Add vstore_half_rte implementation

Passes CTS on carrizo Reviewer: Jeroen Ketema <j.ketema@xs4all.nl> Signed-off-by: Jan Vesely <jan.vesely@rutgers.edu> llvm-svn: 324376
author: Jan Vesely <jan.vesely@rutgers.edu> 2018-02-06 18:44:50 +0000
committer: Jan Vesely <jan.vesely@rutgers.edu> 2018-02-06 18:44:50 +0000
commit: 1c570566c39a62fa620085bff03f715c965cfaee (patch)

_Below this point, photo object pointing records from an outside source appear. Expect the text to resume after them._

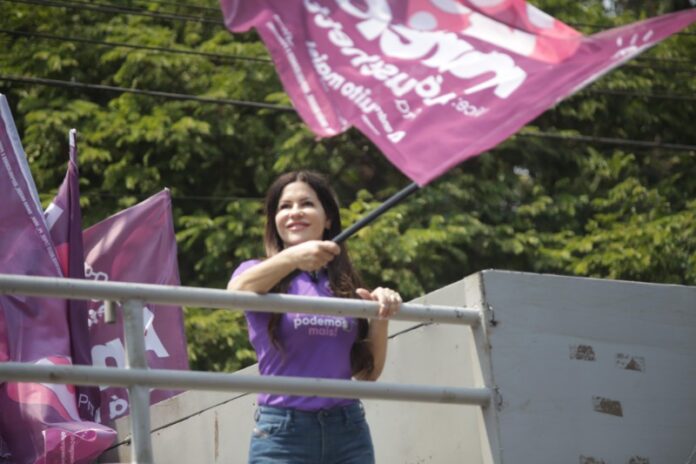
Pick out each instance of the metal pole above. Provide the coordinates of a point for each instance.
(215, 381)
(377, 212)
(209, 298)
(109, 312)
(138, 395)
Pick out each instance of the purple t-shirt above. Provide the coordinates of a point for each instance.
(313, 345)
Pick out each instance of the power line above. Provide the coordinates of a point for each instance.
(175, 96)
(101, 194)
(214, 56)
(131, 9)
(653, 96)
(609, 140)
(112, 9)
(182, 5)
(152, 93)
(600, 28)
(179, 96)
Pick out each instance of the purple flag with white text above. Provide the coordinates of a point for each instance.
(135, 245)
(433, 82)
(39, 422)
(64, 220)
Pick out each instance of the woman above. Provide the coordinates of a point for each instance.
(302, 215)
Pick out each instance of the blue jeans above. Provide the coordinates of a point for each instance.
(333, 436)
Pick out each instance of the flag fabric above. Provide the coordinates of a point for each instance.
(64, 220)
(39, 422)
(135, 245)
(433, 82)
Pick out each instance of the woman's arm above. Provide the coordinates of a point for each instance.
(377, 335)
(307, 256)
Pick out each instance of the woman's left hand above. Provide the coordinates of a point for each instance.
(389, 300)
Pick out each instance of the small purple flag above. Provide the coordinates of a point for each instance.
(433, 82)
(64, 220)
(39, 423)
(135, 245)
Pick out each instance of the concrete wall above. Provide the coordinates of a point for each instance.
(587, 371)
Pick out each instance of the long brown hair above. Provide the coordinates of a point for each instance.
(343, 279)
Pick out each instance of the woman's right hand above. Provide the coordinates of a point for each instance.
(313, 254)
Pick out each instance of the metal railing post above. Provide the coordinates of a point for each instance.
(138, 396)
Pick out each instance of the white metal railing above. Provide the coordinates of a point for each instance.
(138, 378)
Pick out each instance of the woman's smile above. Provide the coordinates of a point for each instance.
(300, 216)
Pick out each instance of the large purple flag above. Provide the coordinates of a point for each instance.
(38, 422)
(64, 220)
(135, 245)
(433, 82)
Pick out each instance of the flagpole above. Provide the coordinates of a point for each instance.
(391, 202)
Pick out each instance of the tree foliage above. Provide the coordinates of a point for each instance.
(536, 204)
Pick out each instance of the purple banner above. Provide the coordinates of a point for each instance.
(135, 245)
(39, 423)
(433, 82)
(64, 220)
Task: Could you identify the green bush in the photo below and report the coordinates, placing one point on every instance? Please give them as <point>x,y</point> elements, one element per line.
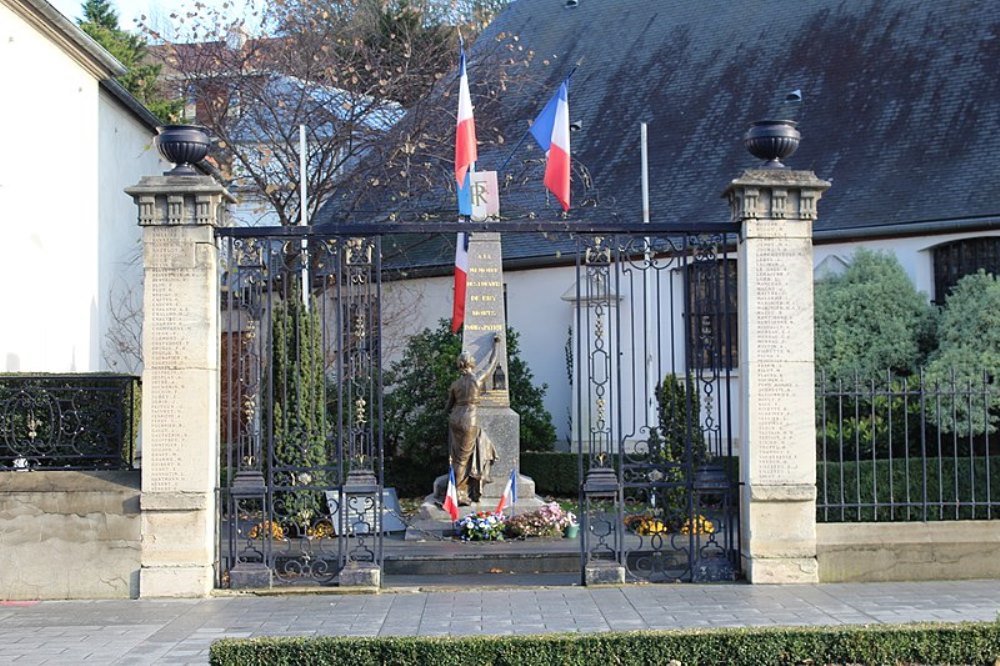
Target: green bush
<point>949,481</point>
<point>553,473</point>
<point>967,643</point>
<point>871,318</point>
<point>969,345</point>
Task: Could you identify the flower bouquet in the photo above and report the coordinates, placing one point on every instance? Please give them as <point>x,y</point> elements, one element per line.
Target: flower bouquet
<point>550,520</point>
<point>482,526</point>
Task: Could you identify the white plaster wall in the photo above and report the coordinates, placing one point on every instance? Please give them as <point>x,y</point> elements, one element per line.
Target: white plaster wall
<point>125,153</point>
<point>48,200</point>
<point>68,226</point>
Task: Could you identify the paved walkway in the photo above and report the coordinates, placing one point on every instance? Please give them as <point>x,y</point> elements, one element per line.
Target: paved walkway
<point>179,632</point>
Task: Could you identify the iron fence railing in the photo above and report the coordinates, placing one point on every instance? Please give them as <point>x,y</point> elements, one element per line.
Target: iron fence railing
<point>68,422</point>
<point>916,448</point>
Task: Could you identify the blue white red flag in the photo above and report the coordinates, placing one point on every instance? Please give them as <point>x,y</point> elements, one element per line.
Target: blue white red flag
<point>451,497</point>
<point>465,128</point>
<point>509,496</point>
<point>461,277</point>
<point>551,131</point>
<point>465,195</point>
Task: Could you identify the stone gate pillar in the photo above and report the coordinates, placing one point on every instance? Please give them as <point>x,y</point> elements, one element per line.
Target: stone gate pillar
<point>776,208</point>
<point>180,380</point>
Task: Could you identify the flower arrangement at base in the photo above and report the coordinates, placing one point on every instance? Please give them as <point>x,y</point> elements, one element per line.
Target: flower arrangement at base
<point>482,526</point>
<point>260,529</point>
<point>700,525</point>
<point>646,525</point>
<point>550,520</point>
<point>321,530</point>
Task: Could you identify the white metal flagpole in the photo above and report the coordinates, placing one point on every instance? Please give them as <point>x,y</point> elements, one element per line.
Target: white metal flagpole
<point>304,214</point>
<point>647,305</point>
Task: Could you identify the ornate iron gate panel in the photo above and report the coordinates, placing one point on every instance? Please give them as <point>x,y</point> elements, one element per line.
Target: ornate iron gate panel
<point>300,408</point>
<point>655,334</point>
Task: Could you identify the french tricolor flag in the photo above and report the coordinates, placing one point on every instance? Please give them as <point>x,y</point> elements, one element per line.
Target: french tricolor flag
<point>509,497</point>
<point>551,131</point>
<point>451,497</point>
<point>461,277</point>
<point>465,129</point>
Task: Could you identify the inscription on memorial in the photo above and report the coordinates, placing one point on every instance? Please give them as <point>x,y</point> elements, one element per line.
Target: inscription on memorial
<point>776,399</point>
<point>484,306</point>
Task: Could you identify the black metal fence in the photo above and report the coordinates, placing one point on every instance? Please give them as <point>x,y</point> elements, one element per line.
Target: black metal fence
<point>68,422</point>
<point>914,448</point>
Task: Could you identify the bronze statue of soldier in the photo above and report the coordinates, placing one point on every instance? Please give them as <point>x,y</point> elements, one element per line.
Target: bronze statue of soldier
<point>470,451</point>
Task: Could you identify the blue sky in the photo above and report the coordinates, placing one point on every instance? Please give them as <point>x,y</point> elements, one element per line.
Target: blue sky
<point>157,12</point>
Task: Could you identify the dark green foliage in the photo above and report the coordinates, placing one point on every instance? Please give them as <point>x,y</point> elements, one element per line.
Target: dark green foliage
<point>679,430</point>
<point>298,384</point>
<point>527,399</point>
<point>969,345</point>
<point>871,319</point>
<point>866,415</point>
<point>100,21</point>
<point>971,643</point>
<point>553,473</point>
<point>416,422</point>
<point>948,481</point>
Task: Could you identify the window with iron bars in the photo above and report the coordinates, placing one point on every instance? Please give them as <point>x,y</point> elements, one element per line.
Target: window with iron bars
<point>713,314</point>
<point>955,260</point>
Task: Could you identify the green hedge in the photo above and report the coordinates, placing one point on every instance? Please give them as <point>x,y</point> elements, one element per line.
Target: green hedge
<point>972,643</point>
<point>554,473</point>
<point>949,481</point>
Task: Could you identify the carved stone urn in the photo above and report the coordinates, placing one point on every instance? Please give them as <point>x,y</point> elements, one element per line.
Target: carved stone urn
<point>772,141</point>
<point>184,146</point>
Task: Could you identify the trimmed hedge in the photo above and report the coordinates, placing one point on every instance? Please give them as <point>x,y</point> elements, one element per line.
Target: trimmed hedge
<point>554,473</point>
<point>972,643</point>
<point>949,482</point>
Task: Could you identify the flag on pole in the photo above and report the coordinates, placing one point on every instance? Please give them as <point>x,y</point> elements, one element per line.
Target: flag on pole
<point>465,195</point>
<point>461,275</point>
<point>551,131</point>
<point>509,496</point>
<point>465,128</point>
<point>451,497</point>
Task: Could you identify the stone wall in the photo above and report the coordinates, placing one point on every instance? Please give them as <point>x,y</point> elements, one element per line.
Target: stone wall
<point>69,535</point>
<point>870,552</point>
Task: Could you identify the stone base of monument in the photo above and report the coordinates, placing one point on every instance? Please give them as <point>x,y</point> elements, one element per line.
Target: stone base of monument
<point>250,575</point>
<point>434,522</point>
<point>360,575</point>
<point>598,572</point>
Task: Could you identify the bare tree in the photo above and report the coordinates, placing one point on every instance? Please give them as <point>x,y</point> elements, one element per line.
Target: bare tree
<point>346,69</point>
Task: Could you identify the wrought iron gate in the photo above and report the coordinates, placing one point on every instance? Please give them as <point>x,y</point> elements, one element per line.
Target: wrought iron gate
<point>301,467</point>
<point>656,335</point>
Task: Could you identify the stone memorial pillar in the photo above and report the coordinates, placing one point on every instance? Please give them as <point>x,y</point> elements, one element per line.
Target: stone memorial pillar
<point>180,383</point>
<point>776,208</point>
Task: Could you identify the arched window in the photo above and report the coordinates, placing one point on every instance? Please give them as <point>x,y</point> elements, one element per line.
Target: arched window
<point>955,260</point>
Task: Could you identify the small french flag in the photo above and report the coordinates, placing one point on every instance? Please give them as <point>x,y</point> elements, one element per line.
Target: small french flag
<point>465,127</point>
<point>461,277</point>
<point>451,497</point>
<point>509,497</point>
<point>551,131</point>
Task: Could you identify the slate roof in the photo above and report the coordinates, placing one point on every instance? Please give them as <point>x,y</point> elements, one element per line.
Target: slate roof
<point>901,107</point>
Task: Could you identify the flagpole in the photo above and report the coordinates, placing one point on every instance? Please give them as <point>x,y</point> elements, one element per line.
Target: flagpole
<point>303,215</point>
<point>528,131</point>
<point>647,286</point>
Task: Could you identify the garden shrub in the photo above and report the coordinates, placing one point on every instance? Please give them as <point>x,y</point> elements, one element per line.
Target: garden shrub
<point>966,643</point>
<point>969,346</point>
<point>298,408</point>
<point>871,318</point>
<point>948,482</point>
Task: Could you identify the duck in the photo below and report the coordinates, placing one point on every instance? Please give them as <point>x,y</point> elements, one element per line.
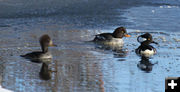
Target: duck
<point>145,49</point>
<point>112,38</point>
<point>45,41</point>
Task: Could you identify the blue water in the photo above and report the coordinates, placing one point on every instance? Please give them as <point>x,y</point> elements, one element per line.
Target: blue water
<point>81,66</point>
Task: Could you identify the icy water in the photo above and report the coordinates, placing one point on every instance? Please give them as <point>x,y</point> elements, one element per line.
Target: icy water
<point>81,66</point>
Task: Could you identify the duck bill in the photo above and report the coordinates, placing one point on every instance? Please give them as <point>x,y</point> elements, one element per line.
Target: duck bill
<point>51,44</point>
<point>154,42</point>
<point>126,35</point>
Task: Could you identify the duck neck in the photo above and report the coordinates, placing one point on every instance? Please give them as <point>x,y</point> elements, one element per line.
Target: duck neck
<point>44,49</point>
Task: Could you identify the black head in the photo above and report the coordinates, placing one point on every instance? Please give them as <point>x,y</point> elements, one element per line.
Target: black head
<point>120,32</point>
<point>146,39</point>
<point>45,42</point>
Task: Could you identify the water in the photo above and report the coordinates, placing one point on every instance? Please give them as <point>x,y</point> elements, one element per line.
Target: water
<point>80,66</point>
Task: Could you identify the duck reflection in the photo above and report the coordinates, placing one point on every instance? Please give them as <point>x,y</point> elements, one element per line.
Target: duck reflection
<point>118,50</point>
<point>145,64</point>
<point>45,72</point>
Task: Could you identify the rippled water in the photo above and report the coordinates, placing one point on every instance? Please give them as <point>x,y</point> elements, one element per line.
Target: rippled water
<point>81,66</point>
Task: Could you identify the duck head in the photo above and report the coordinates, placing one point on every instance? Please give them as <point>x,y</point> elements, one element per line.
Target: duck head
<point>146,39</point>
<point>45,42</point>
<point>120,32</point>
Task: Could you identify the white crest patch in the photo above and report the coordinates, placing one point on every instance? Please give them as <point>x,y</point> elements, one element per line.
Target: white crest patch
<point>147,53</point>
<point>141,39</point>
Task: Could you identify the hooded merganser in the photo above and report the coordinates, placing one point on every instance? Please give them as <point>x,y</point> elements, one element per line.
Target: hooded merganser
<point>145,49</point>
<point>112,38</point>
<point>45,42</point>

tree: b2fc7fc999b5d078c346b0125c34f14a545266d5 /libclc/generic/lib/shared
parent: f2d876ae83252f2598c03847fb95e03d9fafe1a2 (diff)
download: bcm5719-llvm-1c570566c39a62fa620085bff03f715c965cfaee.tar.gz
bcm5719-llvm-1c570566c39a62fa620085bff03f715c965cfaee.zip
1 files changed, 44 insertions, 1 deletions
diff --git a/libclc/generic/lib/shared/vstore.cl b/libclc/generic/lib/shared/vstore.cl
index 2bfb369e6d0..c035095636b 100644
--- a/libclc/generic/lib/shared/vstore.cl
+++ b/libclc/generic/lib/shared/vstore.cl
@@ -147,6 +147,27 @@ _CLC_DEF _CLC_OVERLOAD float __clc_rtp(float x)
 {
 	return ((as_uint(x) & 0x80000000) == 0) ? __clc_rti(x) : __clc_rtz(x);
 }
+_CLC_DEF _CLC_OVERLOAD float __clc_rte(float x)
+{
+	/* Mantisa + implicit bit */
+	const uint mantissa = (as_uint(x) & 0x7fffff) | (1u << 23);
+	const int exp = (as_uint(x) >> 23 & 0xff) - 127;
+	int shift = 13;
+	if (exp < -14) {
+		/* The default assumes lower 13 bits are rounded,
+		 * but it might be more for denormals.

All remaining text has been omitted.